SAS Tips: Working with dates
From its inception, the SAS System has stored date values as an offset in days from January 1, 1960. Leap years, century, and fourth-century adjustments are made automatically. Leap seconds are ignored, and the SAS System does not adjust for daylight saving time. This method of date representation means that calculations and comparisons of SAS date values will produce correct results, regardless of century.
SAS users can convert external data to or from SAS date values by the use of various informats, formats, and functions.
Reading raw data into SAS date variables
Raw data can be read into SAS date variables using the appropriate informat. For example:
data temp; input date yymmdd6.; cards; 310317 681224 651128 990914 ; run;
If you want to be able to understand printouts of these dates, it is necessary to assign an appropriate format to the variable. For example:
format date yymmdd6.;
Converting character or numeric variables to SAS date variables
This can be done using the INPUT function. The following code extracts date of birth from PNR and writes it out as a SAS date variable (click here for a complete example):
birth=input(substr(pnr,2,6),yymmdd.);
If the values of year, month, and day are stored in separate variables, these can be written to a single SAS date variable using the MDY function:
sasdate=mdy(month, day, year);
Two-digit years (the YEARCUTOFF= option)
SAS date informats, formats, and functions all accept two-digit years as well as four-digit years. If the dates in your external data sources contain four-digit years, then the SAS System will accept and display those four-digit years without any difficulty as long as you choose the appropriate informat and format.

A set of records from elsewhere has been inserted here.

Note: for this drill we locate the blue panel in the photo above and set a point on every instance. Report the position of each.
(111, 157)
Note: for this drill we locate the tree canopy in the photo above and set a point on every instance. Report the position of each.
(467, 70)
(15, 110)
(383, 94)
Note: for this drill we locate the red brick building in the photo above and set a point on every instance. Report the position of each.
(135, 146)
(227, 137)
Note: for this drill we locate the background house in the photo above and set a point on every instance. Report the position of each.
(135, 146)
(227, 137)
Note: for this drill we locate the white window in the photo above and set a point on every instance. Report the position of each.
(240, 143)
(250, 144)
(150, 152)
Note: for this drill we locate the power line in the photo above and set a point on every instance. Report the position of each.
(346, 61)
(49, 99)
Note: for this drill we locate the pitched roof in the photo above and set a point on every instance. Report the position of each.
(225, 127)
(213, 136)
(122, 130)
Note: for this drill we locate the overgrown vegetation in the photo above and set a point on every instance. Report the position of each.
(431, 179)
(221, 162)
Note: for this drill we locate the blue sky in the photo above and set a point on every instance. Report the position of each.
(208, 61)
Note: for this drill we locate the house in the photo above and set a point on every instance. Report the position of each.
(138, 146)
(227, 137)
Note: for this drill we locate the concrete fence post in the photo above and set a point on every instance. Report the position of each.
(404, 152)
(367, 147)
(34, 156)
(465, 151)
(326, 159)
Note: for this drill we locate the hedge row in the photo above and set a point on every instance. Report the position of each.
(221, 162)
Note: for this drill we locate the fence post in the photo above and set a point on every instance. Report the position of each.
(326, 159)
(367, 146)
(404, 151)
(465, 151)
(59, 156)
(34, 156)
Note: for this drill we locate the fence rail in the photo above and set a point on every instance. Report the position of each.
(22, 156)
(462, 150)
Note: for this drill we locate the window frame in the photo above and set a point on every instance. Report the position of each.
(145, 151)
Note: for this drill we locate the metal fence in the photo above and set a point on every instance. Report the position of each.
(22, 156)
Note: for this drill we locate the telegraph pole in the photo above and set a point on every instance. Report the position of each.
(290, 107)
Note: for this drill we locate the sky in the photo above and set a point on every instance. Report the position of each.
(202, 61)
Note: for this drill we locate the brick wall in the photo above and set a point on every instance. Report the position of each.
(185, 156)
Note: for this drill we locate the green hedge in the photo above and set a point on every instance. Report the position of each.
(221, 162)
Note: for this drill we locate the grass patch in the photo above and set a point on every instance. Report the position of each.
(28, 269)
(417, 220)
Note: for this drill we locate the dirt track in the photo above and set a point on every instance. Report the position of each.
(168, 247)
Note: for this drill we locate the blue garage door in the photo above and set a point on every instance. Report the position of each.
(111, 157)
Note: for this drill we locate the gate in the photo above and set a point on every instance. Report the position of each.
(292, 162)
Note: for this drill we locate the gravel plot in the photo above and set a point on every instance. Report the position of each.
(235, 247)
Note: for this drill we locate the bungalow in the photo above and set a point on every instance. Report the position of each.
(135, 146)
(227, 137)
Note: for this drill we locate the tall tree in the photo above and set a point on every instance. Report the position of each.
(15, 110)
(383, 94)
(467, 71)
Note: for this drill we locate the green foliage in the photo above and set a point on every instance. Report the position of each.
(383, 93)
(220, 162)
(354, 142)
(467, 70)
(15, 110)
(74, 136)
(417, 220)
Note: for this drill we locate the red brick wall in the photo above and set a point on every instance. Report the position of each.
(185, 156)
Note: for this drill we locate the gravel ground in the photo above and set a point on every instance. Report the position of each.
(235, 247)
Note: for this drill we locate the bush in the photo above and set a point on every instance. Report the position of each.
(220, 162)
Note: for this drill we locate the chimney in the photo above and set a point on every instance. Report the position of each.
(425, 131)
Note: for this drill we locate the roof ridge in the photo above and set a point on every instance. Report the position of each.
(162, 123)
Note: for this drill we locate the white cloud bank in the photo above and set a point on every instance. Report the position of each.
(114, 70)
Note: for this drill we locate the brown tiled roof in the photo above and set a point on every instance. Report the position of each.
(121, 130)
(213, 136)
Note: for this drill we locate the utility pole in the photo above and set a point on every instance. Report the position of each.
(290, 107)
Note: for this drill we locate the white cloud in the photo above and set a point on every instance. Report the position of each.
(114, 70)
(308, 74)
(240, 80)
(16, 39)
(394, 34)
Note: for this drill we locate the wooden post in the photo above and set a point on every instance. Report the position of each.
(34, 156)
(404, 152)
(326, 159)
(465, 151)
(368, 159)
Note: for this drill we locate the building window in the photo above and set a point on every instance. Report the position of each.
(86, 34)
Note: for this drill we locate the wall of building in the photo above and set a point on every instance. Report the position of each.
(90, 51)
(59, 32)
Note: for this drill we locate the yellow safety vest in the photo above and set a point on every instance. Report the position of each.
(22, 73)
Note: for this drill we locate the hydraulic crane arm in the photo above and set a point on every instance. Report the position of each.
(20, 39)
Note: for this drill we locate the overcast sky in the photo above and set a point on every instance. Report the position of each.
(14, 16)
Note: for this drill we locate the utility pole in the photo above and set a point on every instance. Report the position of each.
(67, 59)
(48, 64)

If dates in your external data sources or SAS program statements contain two-digit years, you can specify the century prefix assigned to them by using the YEARCUTOFF= system option. The YEARCUTOFF= option specifies the first year of the 100-year span that is used to determine the century of a two-digit year. The default value of YEARCUTOFF in version 6.12 is 1900, implying that all two-digit years are assumed to be in the 1900's. If you are working with a study where the last date of follow-up is 1992, but some individuals in your study were born in the late 1800's, you may wish to set the YEARCUTOFF option to 1893. This would lead to SAS interpreting values for year between 93 and 99 as being in the 1800's.
Let's consider an example of reading in dates with both two-digit and four-digit years. Note that in this example the YEARCUTOFF= option has been set to 1920. (the code can be downloaded here)
options yearcutoff=1920;data schedule; input @1 rawdata $8. @1 date yymmdd8.; cards; 651128 19651128 18230314 19131225 131225 run;
proc print; format date yymmdd10.; run;
OUTPUT FROM PROC PRINT
OBS RAWDATA DATE
1 651128 1965-11-28 2 19651128 1965-11-28 3 18230314 1823-03-14 4 19131225 1913-12-25 5 131225 2013-12-25
Note that the dates in observations 1 and 2 are the same (a two-digit date of 65 defaults to 1965), but the dates in observations 4 and 5 are different (a two-digit date of 13 defaults to 2013).